Sowell learned about the Ronald E. McNair Post-baccalaureate Achievement Program after she enrolled in UNT as an Honors College student. The federally funded program prepares undergraduate students who are the first in their families to attend college, are from economically marginalized families or are members of groups that are traditionally underrepresented in graduate education to pursue doctoral study. McNair Scholars are paired with UNT faculty mentors to conduct research. The students often present their research findings at professional conferences. They also undergo intense preparation for graduate school.
Sowell has researched human rights topics with James Meernik, professor of political science, for more than two years. In her primary research, she investigated whether or not Amnesty International reports on human rights violations in specific countries will lead to decreased intensity of civil conflicts.

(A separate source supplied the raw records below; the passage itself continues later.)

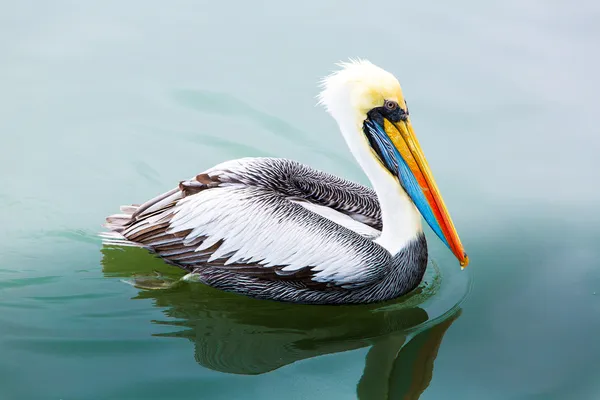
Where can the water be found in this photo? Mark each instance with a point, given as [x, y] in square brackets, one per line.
[110, 103]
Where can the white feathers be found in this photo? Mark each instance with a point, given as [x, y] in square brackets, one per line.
[348, 95]
[255, 225]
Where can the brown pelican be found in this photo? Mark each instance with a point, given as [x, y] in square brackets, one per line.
[275, 229]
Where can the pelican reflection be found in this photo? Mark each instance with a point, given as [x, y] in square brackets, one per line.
[241, 335]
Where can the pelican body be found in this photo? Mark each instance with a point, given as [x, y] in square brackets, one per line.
[276, 229]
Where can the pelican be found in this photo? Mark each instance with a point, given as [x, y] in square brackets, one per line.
[273, 228]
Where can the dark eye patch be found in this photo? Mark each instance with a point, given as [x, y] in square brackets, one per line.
[390, 111]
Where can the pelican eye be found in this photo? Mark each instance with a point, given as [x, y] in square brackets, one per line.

"I learned that human rights reports make other countries more likely to take action against the countries violating human rights, such as putting sanctions in place," says Sowell, who presented her research in February at the International Studies Association annual convention. She also will present at the Midwest Political Science Association National Conference later this month.
In addition, Sowell is the co-author of articles on the research that were published or accepted for publication in Peace and Conflict 2010 and Journal of Conflict Resolution.
Diana Elrod, director of the McNair Program at UNT, says the program includes "the brightest and the most promising students UNT has to offer."
"In order for someone to stand out in this group, the individual must possess unique attributes. During our first meeting, I sensed Marsha was exceptional and few people would ever cross my path possessing the scholastic ability, sensitivity and determination innate to this young woman," Elrod says.
James Duban, director of the UNT Office for Nationally Competitive Scholarships, called Sowell "a credit to the McNair Program, the Honors College, and to the Department of Political Science."
"She has excelled in research-based undergraduate education and is destined to make significant contributions to her field of study," Duban says.
Sowell received several scholarships from UNT, including the Honors College J/R Leliaert Scholarship, C.J. "Red" Davidson Scholarship and the Mary D. Walsh Endowed Scholarship. She was named to Who's Who Among Students in American Universities and Colleges and received this year's David B. Kesterson Award for Outstanding Honors College Student as well as the Fred Gantt Award for Outstanding Undergraduate Student and the Ralph Yarborough Award for Best Undergraduate Paper from the Department of Political Science. She will graduate from UNT as an Honors College Distinguished Scholar.